BE careful with lemmas

In [None]:
# redifine patterns:
pattern1 = [{'LOWER': 'solarpower'}]
pattern2 = [{'LOWER': 'solar'}, {'IS_PUNCT': True, 'OP':'*'}, {'LEMMA': 'power'}]

# remove the older patterns to avoid duplication:
matcher.remove('SolarPower')

# add the new set of patterns to the 'solarpower' matcher:
matcher.add('SolarPower', [pattern1, pattern2])

In [None]:
doc2 = nlp(u'Solar-powered energy runs solar-powered cars.')

In [None]:
found_matches = matcher(doc2)
print(found_matches)

[(8656102463236116519, 0, 3), (8656102463236116519, 5, 8)]


Phase Matcher

In [1]:
# perform imports
import spacy
nlp = spacy.load('en_core_web_sm')

In [2]:
# import the phrase matcher library
from spacy.matcher import PhraseMatcher
matcher = PhraseMatcher(nlp.vocab)

In [5]:
with open("/content/reaganomics.txt","r", encoding='latin-1') as f:
    doc3 = nlp(f.read())

In [6]:
# first create a list of match phrases:
phrase_list = ['voodoo economics', 'supply-side economics', 'trickle-down economics', 'free-market economics']

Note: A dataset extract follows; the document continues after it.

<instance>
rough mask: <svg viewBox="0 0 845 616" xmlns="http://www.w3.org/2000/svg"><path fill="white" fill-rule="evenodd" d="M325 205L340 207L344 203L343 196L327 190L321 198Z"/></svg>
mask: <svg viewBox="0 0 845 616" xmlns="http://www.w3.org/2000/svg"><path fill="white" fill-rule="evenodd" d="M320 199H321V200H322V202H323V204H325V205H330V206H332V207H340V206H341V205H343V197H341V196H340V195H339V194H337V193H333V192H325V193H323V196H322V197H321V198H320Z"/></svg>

# Next, convert each phrase to a Doc object:
phrase_patterns = [nlp(text) for text in phrase_list]

# Pass each doc object into matcher(note the use of arterisk(*))
matcher.add('VoodooEconomics', None, *phrase_patterns)

# Build a list of matches:
matches = matcher(doc3)

In [7]:
# match_id, start, end
matches

[(3473369816841043438, 41, 45),
 (3473369816841043438, 49, 53),
 (3473369816841043438, 54, 56),
 (3473369816841043438, 61, 65),
 (3473369816841043438, 673, 677),
 (3473369816841043438, 2986, 2990)]

In [8]:
doc3[:70]

REAGANOMICS
https://en.wikipedia.org/wiki/Reaganomics

Reaganomics (a portmanteau of [Ronald] Reagan and economics attributed to Paul Harvey)[1] refers to the economic policies promoted by U.S. President Ronald Reagan during the 1980s. These policies are commonly associated with supply-side economics, referred to as trickle-down economics or voodoo economics by political opponents, and free-market economics by political advocates.


Viewing matches

In [9]:
doc3[665:685]  # note that the fifth match start at doc3[673]

same time he attracted a following from the supply-side economics movement, which formed in opposition to Keynesian

In [10]:
doc3[2975:2995]  # the sixth match start at doc3[2985]

lawsuits against institutions.[66] His policies became widely known as "trickle-down economics", due to the

In [11]:
# build a list of sentences
sents = [sent for sent in doc3.sents]

# print the second, fourth and fifth sentence in the document
print(sents[1].text)
print(sents[3].text)
print(sents[4].text)

These policies are commonly associated with supply-side economics, referred to as trickle-down economics or voodoo economics by political opponents, and free-market economics by political advocates.


Supporters point to the end of stagflation, stronger GDP growth, and an entrepreneur revolution in the decades that followed.[3][4] Critics point to the widening income gap, an atmosphere of greed, and the national debt tripling in eight years which ultimately reversed the post-World War II trend of a shrinking national debt as percentage of GDP.[5][6]

HISTORICAL CONTEXT

Prior to the Reagan administration, the United States economy experienced a decade of high unemployment and persistently high inflation (known as stagflation).
Attacks on Keynesian economic orthodoxy as well as empirical economic models such as the Phillips Curve grew.